⬤ Google's Gemini 3 Pro continues sparking debate among developers trying to figure out how close we are to building games just by talking to AI. The model's impressive, sure, but it's nowhere near the smooth "vibe code" workflow some predicted would arrive by late 2025. The gap between chatting your way to a finished game and what's actually possible today is still pretty wide.
⬤ Several big problems keep blocking the path to prompt-based game creation. First up is gameplay balance—AI models can't actually play-test mechanics or adjust based on real player feedback. That means difficulty curves, pacing, and fine-tuning stay all over the place. Then there's art creation, where current systems struggle to pump out consistent, cohesive assets that actually fit modern game environments. And games need serious creativity—story, mechanics, worldbuilding, UX—all working together. Today's models can handle pieces of this puzzle, but they can't build the whole thing.

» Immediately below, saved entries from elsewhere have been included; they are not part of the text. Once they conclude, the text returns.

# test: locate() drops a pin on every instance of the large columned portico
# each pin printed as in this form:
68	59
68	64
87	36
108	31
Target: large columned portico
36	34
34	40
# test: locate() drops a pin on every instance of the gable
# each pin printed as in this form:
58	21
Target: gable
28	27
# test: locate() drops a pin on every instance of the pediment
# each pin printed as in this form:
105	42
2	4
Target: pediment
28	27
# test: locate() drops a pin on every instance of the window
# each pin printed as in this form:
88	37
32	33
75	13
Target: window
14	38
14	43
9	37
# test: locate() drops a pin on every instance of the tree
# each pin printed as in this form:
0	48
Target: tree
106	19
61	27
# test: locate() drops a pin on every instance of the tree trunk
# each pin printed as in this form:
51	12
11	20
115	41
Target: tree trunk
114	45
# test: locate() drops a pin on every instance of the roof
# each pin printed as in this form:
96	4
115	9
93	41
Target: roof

⬤ That said, there's some cautious optimism floating around about what's coming next. Gemini 3.5 Pro, expected sometime next year, might make small-scale or simple games more doable through high-level prompts and semi-automated workflows. That would match up with broader trends in AI-assisted coding and modular asset generation that are already speeding up early development stages. Still, no current model can take you from concept to finished game using just natural-language instructions.
⬤ This whole conversation highlights a bigger truth about AI development: even with major advances in code generation and creative tools, interactive game development exposes clear limits in what models can actually do right now. Balanced gameplay, cohesive art, and imaginative design need iterative judgment and sustained creative direction that today's AI just can't replicate. Progress is happening fast, but we're not quite at the "describe your dream game and watch it appear" stage yet.